Now, several months on their own, they wander through the yards of local residents searching for food.
Calvin Blair and his wife feed the two pot bellied pigs, who were left behind by his former neighbors.
But Blair said the pigs, who are also blind, have been left to fend for themselves, destroying whatever is in their path as they search for food. He said the pigs have been an ongoing issue for several months.
“They were pets. They were pot bellied pigs that have turned into 500 pound hogs,” Blair said. “We’re not talking little pigs anymore. We’re talking about 500 pound hogs.”
Blair said the pigs destroyed the homemade greenhouse in his front yard and all the plants inside it. He said some of the plants were keepsakes from the funerals for his parents and brother.
“We had plants in there that I brought home from all of their funerals,” Blair said. “What kind of person raises animals and then goes off and leaves them?”
Blair, who said he can’t afford to feed the pigs, has asked his former neighbors several times to remove the pigs, and they’ve refused to come and get the pigs.
“I ain’t got much, but what I have I don’t want destroyed. Don’t get me wrong, I’m an animal lover, I got 12 cats and a dog,” Blair said. “We fix them, we feed them until they die, that’s what you’re supposed to do.”
Blair said the owners told him to shoot the pigs. He just wants someone to take responsibility for the animals.
“They tear things up because they can’t see what they’re doing,” Blair said. “These hogs are blind. They can’t even see and are moving around this property by sense of smell.”
Blair said he’d take care of them but he can’t afford to construct a pen and feed them. Blair is on disability after he suffered a broken neck in 1998 from a river diving accident, which he said has resulted in more than 28 surgeries in a dozen years.
“If they want me to keep them they can build me a pen and supply me with the food,” Blair said. “You should not be able to move off and abandon your animals like this. If you abandon an animal like that it’s cruelty. When you abandon blind animals you’re not abandoning animals that can fend for themselves.”
A phone call made to the owner’s phone by an Eagle reporter went unanswered, and was met with a message of a full voicemail box.
After no action continued to be taken by the owners, Blair recently contacted the Houston County Sheriff’s Office to see what legal action could be taken.

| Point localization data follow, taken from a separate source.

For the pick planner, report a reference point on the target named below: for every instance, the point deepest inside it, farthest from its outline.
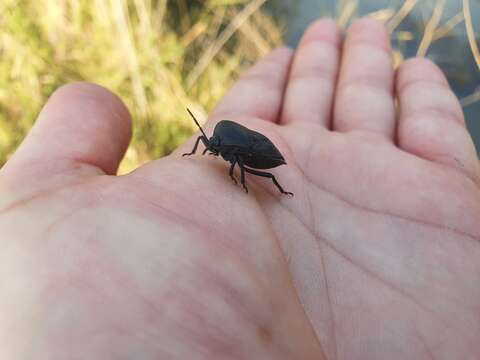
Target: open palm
(376, 257)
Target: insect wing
(233, 134)
(265, 155)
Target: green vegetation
(158, 56)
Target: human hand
(174, 261)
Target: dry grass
(160, 56)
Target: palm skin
(376, 257)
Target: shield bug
(241, 146)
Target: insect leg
(268, 175)
(242, 175)
(231, 172)
(196, 146)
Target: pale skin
(376, 257)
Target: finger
(311, 84)
(259, 92)
(82, 127)
(365, 87)
(431, 123)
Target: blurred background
(161, 55)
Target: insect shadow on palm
(241, 146)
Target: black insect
(240, 145)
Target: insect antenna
(196, 122)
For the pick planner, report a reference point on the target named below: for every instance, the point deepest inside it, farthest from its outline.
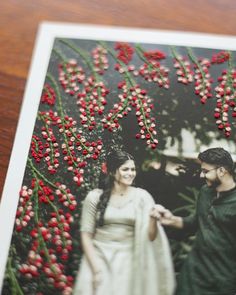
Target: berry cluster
(66, 197)
(43, 261)
(137, 98)
(71, 75)
(226, 100)
(24, 211)
(125, 52)
(74, 143)
(183, 69)
(100, 60)
(36, 148)
(51, 153)
(154, 55)
(92, 100)
(48, 95)
(220, 57)
(152, 70)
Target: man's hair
(218, 157)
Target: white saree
(131, 264)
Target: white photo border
(47, 33)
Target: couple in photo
(126, 250)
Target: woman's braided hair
(114, 160)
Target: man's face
(210, 174)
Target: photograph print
(129, 184)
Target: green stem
(195, 61)
(175, 55)
(83, 54)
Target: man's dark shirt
(210, 268)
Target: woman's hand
(157, 211)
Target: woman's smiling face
(126, 173)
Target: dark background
(19, 21)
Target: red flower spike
(125, 52)
(203, 80)
(226, 100)
(48, 95)
(220, 57)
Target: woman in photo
(125, 248)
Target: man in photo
(210, 267)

Houston County Sheriff’s Capt. Jeff Carlisle, the supervisor over patrol deputies, said a deputy responded to the complaint filed by Blair with the sheriff’s office. He said the sheriff’s office has heard from more than one neighbor about damages caused by the pigs.
“They just don’t need to leave them out there. They’re tearing other people’s property,” Carlisle said. “We’ve made contact with the owners of the pigs and they are making arrangements at this point to try and get the pigs moved.”
Carlisle said if the pigs are not moved, the sheriff’s office could look into some type of criminal neglect charge. He said any damages caused by the pigs could result in civil actions filed by the owners of the damaged property.
“Our biggest concern is the pigs are taken care of,” Carlisle said. “It is a situation at this point we’d prefer they step up and move the pigs.”